Aggiungiamo infine che il secondo episodio è molto spiacevole. Avendo annesso il Battista, i nostri autori provano il bisogno di sminuirlo, come se li avesse veramente imbarazzati: «Il più piccolo nel regno di Dio è più grande di lui». [139] La funzione di precursore non è davvero redditizia, se perfino il Battista è escluso dal regno cristiano. Ma i vangeli non confessano così che il Battista non era cristiano?

NOTE

[97] Antichità Giudaiche 18:7.

[98] Marco 1:6, Matteo 3:4.

[99] 2 Re 1:8.

[100] Marco 9:13, Matteo 17.12-13.

[101] Dialogo 49:3.

[102] 2 Re 2:1.

[103] Luca 3:2.

[104] 1 Re 18:1.

[105] 1 Re 19:2.

[106] Matteo 11:9.

[107] Matteo 11:11, Luca 7:28.

[108] Giovanni 1:21.

[109] Luca 3:15.

[110] Marco 6:14-16, Matteo 14:1-2, Luca 9:7-9.

[111] Giovanni 1:35 ss.

[112] Omelie clementine 2:23.

[113] Si veda G. ORY, Jean le baptiseur, Cahier E. Renan 1956. Questa era anche la tesi di Daniel Massé: Jean-Baptiste et Jean (1934).

[114] G. ORY, op. cit., pag. 15.

[115] Luca 3:18.

[116] Matteo 3:2.

[117] Matteo 4:17.

[118] Matteo 3:7.

[119] Matteo 23:33.

[120] Matteo 3:10.

[121] Matteo 7:19.

[122] Giovanni 3:35.

[123] Giovanni 5:20. Confronta anche Giovanni 1:18 e 5:37.

[124] Marco 1:8.

[125] Atti 1:5.

[126] Traduzione Couchoud.
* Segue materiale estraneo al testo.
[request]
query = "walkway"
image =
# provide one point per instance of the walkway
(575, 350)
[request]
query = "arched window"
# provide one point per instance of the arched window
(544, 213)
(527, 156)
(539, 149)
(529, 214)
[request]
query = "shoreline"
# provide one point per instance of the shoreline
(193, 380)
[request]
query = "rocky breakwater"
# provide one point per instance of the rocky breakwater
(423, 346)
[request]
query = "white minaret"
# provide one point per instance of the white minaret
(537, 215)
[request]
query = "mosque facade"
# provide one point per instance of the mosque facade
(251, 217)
Si veda Cahier E. Renan aprile 1966, pag. 56.

[127] 4:31-32.

[128] Marco 6:17-29, Matteo 14:3-12.

[129] Marco 6:23.

[130] Atti 1:5.

[131] Ezechiele 36:25.

[132] Matteo 3:14.

[133] Luca 3:22.

[134] Ebrei 5:5.

[135] Atti 18.24.

[136] Giovanni 1:32.

[137] Matteo 11:2-3, Luca 7:18-19.

[138] Giovanni 1:34.

[139] Matteo 11:11, Luca 7:28. Espressione analoga nel vangelo di Tommaso, logion 46. Giovanni attenua l'espressione facendo dire al Battista per umiltà: «Bisogna che egli cresca, e che io diminuisca» (Giovanni 3:25-30).